- Born: December 17, 1863 Philadelphia, Pennsylvania, U.S.
- Died: July 31, 1931 (aged 67)

= R. A. F. Penrose Jr. =

American mining geologist and entrepreneur (1863–1931)

Richard Alexander Fullerton Penrose Jr. (December 17, 1863 - July 31, 1931), was an American mining geologist and entrepreneur.

He was from a prominent Philadelphia family of British descent. His brothers were U.S. senator Boies Penrose, mining engineer Spencer Penrose, and gynecologist Charles Bingham Penrose, and his grandfather was U.S. politician Charles B. Penrose.

Penrose graduated in 1885 with a Ph.D. from Harvard for work on phosphates. Later, he performed geological surveys in Texas and Arkansas until 1892, and then traveled the country as a mining surveyor. Most notable was his survey of Cripple Creek, Colorado, for the U.S. Geological Survey. Penrose refrained from purchasing or investing in mines in the Cripple Creek area because of what he saw as his ethical responsibility as a USGS employee, but did purchase and invest in mines elsewhere, including silver and copper mines in Arizona.

In 1903 his brothers and father were investors who formed the Utah Copper Company.

After his father died in 1908, Penrose made a complete career change, using his knowledge as a mining geologist to succeed as a mining investor and as an entrepreneur in other areas as well. Having amassed considerable wealth in these efforts, Penrose established the Penrose Medal of the Geological Society of America (GSA) in 1927.

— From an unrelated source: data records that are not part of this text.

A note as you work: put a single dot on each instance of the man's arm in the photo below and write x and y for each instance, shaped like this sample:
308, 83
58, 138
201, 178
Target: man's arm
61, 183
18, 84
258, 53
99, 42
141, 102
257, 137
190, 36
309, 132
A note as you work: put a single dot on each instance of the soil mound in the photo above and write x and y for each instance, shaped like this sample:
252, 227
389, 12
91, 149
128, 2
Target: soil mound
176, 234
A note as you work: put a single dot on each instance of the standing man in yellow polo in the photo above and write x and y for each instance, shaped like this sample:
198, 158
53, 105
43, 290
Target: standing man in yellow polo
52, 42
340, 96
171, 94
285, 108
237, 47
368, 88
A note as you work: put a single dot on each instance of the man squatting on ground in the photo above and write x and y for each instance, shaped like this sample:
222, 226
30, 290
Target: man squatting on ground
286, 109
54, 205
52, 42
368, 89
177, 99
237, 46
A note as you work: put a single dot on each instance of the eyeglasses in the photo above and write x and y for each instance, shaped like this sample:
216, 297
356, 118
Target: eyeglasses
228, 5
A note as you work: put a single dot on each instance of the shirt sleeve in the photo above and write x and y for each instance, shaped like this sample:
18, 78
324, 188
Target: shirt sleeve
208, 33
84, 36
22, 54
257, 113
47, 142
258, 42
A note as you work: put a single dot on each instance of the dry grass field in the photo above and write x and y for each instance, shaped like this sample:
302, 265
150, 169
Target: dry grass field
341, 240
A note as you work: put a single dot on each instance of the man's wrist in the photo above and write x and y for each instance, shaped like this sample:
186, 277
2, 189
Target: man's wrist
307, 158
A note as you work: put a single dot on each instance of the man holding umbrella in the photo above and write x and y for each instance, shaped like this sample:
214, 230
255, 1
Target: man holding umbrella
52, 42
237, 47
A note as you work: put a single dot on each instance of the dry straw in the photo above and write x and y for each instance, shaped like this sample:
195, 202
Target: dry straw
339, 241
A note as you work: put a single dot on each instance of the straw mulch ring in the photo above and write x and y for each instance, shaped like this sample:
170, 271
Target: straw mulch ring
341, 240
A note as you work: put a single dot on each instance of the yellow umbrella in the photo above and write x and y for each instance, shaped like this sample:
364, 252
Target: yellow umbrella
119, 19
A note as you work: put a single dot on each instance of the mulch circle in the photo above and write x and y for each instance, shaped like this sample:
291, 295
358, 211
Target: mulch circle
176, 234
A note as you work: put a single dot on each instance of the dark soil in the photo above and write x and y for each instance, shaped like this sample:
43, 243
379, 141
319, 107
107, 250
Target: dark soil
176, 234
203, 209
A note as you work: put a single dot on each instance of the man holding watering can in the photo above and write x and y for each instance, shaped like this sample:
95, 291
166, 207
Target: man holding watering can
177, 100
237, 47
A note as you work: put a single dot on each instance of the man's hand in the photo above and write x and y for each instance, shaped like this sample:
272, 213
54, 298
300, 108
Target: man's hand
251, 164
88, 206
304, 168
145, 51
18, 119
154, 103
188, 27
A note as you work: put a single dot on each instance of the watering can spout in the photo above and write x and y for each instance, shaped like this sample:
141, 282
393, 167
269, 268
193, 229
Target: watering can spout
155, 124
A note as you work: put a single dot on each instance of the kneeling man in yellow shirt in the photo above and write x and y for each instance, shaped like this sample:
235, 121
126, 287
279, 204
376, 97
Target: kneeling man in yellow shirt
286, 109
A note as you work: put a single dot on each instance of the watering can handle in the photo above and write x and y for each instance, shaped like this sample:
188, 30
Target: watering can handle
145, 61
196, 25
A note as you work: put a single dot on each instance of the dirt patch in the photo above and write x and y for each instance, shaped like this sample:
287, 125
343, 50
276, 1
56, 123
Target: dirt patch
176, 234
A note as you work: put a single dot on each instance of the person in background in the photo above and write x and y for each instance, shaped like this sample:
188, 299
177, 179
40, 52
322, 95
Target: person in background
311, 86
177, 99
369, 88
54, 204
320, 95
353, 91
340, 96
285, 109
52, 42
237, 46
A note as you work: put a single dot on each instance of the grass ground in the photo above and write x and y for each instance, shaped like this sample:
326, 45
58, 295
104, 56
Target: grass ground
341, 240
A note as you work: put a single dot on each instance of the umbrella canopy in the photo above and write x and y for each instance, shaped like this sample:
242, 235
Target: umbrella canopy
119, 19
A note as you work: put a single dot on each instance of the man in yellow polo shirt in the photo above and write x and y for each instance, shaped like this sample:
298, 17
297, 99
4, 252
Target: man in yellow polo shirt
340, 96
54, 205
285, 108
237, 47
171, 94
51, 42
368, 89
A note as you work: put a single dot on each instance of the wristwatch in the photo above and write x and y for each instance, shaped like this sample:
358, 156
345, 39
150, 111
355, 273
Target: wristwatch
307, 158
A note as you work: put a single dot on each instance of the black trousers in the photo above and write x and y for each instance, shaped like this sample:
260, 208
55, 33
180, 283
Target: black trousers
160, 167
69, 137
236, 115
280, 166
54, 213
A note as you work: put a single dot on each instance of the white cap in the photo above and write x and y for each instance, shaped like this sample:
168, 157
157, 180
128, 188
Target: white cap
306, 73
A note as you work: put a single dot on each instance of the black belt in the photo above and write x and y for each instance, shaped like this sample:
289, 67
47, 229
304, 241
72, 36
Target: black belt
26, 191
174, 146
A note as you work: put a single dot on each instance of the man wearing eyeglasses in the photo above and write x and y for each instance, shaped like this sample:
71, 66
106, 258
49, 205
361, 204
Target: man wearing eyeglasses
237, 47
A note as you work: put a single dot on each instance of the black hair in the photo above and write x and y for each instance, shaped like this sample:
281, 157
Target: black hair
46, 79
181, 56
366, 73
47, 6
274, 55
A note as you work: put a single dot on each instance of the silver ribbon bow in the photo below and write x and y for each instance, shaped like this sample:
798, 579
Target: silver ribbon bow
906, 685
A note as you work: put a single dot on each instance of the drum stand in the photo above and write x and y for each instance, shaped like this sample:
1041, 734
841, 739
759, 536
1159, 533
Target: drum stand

Penrose was very active in GSA: he was elected as a Member of GSA in 1889, served on GSA Council from 1914 to 1916, was GSA vice president in 1919, a member of the Finance Committee from 1924 to 1929, and GSA president in 1930. Upon his death in 1931, he left a generous bequest to GSA, with the remainder of his estate after more minor bequests divided equally between the Geological Society of America and the American Philosophical Society of Philadelphia: nearly $4 million went to each society (approximately equivalent to $ million in ). The Penrose bequest serves to support the research grants program of the Geological Society of America.

Penrose was also a founding member and president of the Society of Economic Geologists (SEG), created in 1920 by GSA members who were especially interested in economic geology. Penrose established the Penrose Gold Medal of the SEG in 1923.

In 1905, Penrose was elected to the American Philosophical Society. Penrose was President of the Academy of Natural Sciences of Philadelphia 1922-1926.

Penrose was inducted into the US National Mining Hall of Fame in 2006.

Beginning in 1969, the informal, interdisciplinary Penrose Conferences sponsored by the Geological Society of America are named in his honor.